We found 3 main approaches to categorize interventions specifically for the support or management of stress experienced by teachers. It is worth emphasizing that the value and goal of this conceptual categorization for our taxonomy was to identify a practical, actionable strategy for the individual [69]. The classification approaches found were as follows: (1) the level targeted by the intervention, (2) the target of intervention, or (3) the intervention strategy. We describe each of these and why we considered the intervention strategy to have the most relevance and explanatory power for the stress dimension.

Level of Intervention

Organizational-, individual-organizational–, or individual-level interventions have been frequently described [61,70-73], with an additional level of a classroom-focused approach being noted more recently [74]. The level of the intervention appears to be a way of describing the agent or group responsible for the stress management strategy. For example, the school leadership team or Multi-Academy Trust directors would be at the organizational level.
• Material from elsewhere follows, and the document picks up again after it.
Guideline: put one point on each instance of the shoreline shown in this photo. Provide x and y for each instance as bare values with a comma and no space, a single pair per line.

As our focus was on self-management, this categorization would not provide a practical framework for teachers’ own stress management.

Target of Intervention

The primary targets of interventions were the stressors themselves, which could be aspects of the work environment, such as maintaining discipline, time pressures, and workload [75]. The corresponding stress reduction strategies would then seek to reduce the occurrence of occupational stress among employees, such as workload reduction. This primary preventive approach for individuals should be the priority and a normal part of organizational management, as has long been argued in the health care sector [76,77]. Although many targets are well described in the teaching literature, they are beyond the control of the individual.

The secondary targets were the perception or responses of the individual person to the stressor itself, and the interventions were preventive or reactive. By targeting the way someone manages or copes with stress, the aim was to modify the individual’s response in a positive way rather than removing the stressor itself. This might include peer support groups or cognitive behavioral techniques.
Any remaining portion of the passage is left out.